4. Relative precision

When the offset error and the gain error are adjusted to zero, the linearity of the input and output of the converter is related. The converter with good relative accuracy means that the linearity error is within 0.5 LSB. The accuracy of A / D used in the crane system should be within 0.5 LSB.

5. Quantization Error

The quantization error is related to the uncertainty of 0.5LSB, which is inevitable in the A / D converter. In general, the digital code indicates the middle of the 1LSB. In order to reduce the quantization error, it is a good idea to increase the resolution.

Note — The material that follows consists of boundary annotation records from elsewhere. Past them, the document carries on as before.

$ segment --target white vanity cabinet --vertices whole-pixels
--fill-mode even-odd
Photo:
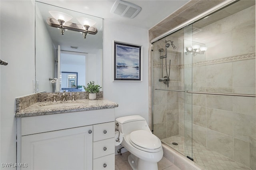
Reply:
[[[114,122],[93,125],[94,170],[115,169]]]
[[[114,109],[19,118],[18,163],[27,164],[22,170],[114,170]]]

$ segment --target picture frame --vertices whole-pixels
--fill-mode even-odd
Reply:
[[[113,80],[142,81],[142,46],[113,41]]]

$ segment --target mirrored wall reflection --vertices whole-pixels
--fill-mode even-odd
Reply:
[[[255,95],[255,1],[240,1],[153,43],[154,133],[207,170],[256,170],[255,97],[155,89]]]
[[[62,88],[66,91],[80,91],[83,90],[80,87],[90,81],[102,87],[102,19],[38,2],[35,2],[35,92],[62,91],[64,90]],[[49,11],[62,12],[72,17],[63,24],[64,28],[76,24],[85,32],[88,26],[81,25],[77,19],[81,17],[92,20],[95,24],[89,27],[86,36],[72,29],[62,30],[62,35],[55,27],[60,24],[56,20],[50,20],[54,26],[47,23],[49,18],[54,18]],[[96,28],[96,32],[93,27]],[[78,61],[77,56],[83,57],[84,61]],[[65,82],[62,80],[62,72],[78,73],[76,84],[72,87],[67,86],[66,80]],[[50,80],[53,79],[55,80]]]

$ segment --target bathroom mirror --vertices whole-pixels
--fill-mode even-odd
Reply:
[[[86,85],[90,81],[94,81],[103,87],[103,19],[37,1],[35,6],[34,91],[41,93],[74,91],[75,89],[84,90],[78,90],[78,87]],[[48,18],[53,18],[49,11],[58,11],[71,16],[72,18],[68,22],[72,23],[80,24],[77,19],[79,17],[92,20],[96,22],[92,27],[97,28],[98,32],[96,34],[88,34],[86,38],[80,32],[70,30],[66,30],[62,35],[59,29],[47,24]],[[70,82],[65,74],[67,72],[76,73],[76,79],[70,79]],[[62,73],[64,74],[62,75]],[[54,79],[55,81],[50,80]]]

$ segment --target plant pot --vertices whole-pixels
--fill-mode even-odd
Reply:
[[[96,93],[89,93],[89,99],[94,100],[96,99]]]

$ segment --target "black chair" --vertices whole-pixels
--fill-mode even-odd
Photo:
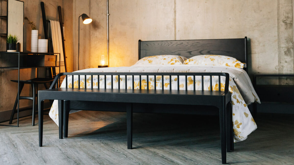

Although guaranteed to be within 1LSB, converters with quantization errors from high-speed A / D converters to 2LSBs are also used. However, it is often lower than this due to digital noise rather than this. However, the accumulator system is designed to be within 1LSB by reinforcement of the filter circuit.

6. Differential nonlinearity error

It is defined as the difference between any bit size and the theoretical bit size at any point in the conversion range. Therefore, in the A / D converter that defines the differential nonlinearity of 0.5 LSB, the bit size is within 0.5LSB or 1LSB at any point of the conversion output.

7. Monotonic increase error

When the input is increased or decreased continuously over the entire conversion range, the output also increases or decreases accordingly. To satisfy this monotonic increase, it is necessary that the differential nonlinearity is less than 1LSB.

8. Offset error

Analog input is zero in A / D converter In D / A converter, even if digital input is zero, the percentage of the full scale value of the output when the output does not become zero due to the internal factors of the converter or the power supply voltage. Say). The offset error is an error that almost exists not only in A / D but also in analog device circuits. Therefore, a method of designing a power supply ground and a device having a small offset error is required to prevent an offset error. If this offset error occurs, it is necessary to perform analog correction or software correction by algorithm in firmware. The offset error of the accumulator system is guaranteed to be within 30uV.

9. Gain Error

In A / D converter, the error rate of input voltage for digital output to become full scale value. In general, the error from the gain amplifier and the scaling factor to amplify it cannot be avoided. Therefore, it is necessary to design with high precision devices, and the error of the accumulator system eliminates the gain error by hardware and firmware.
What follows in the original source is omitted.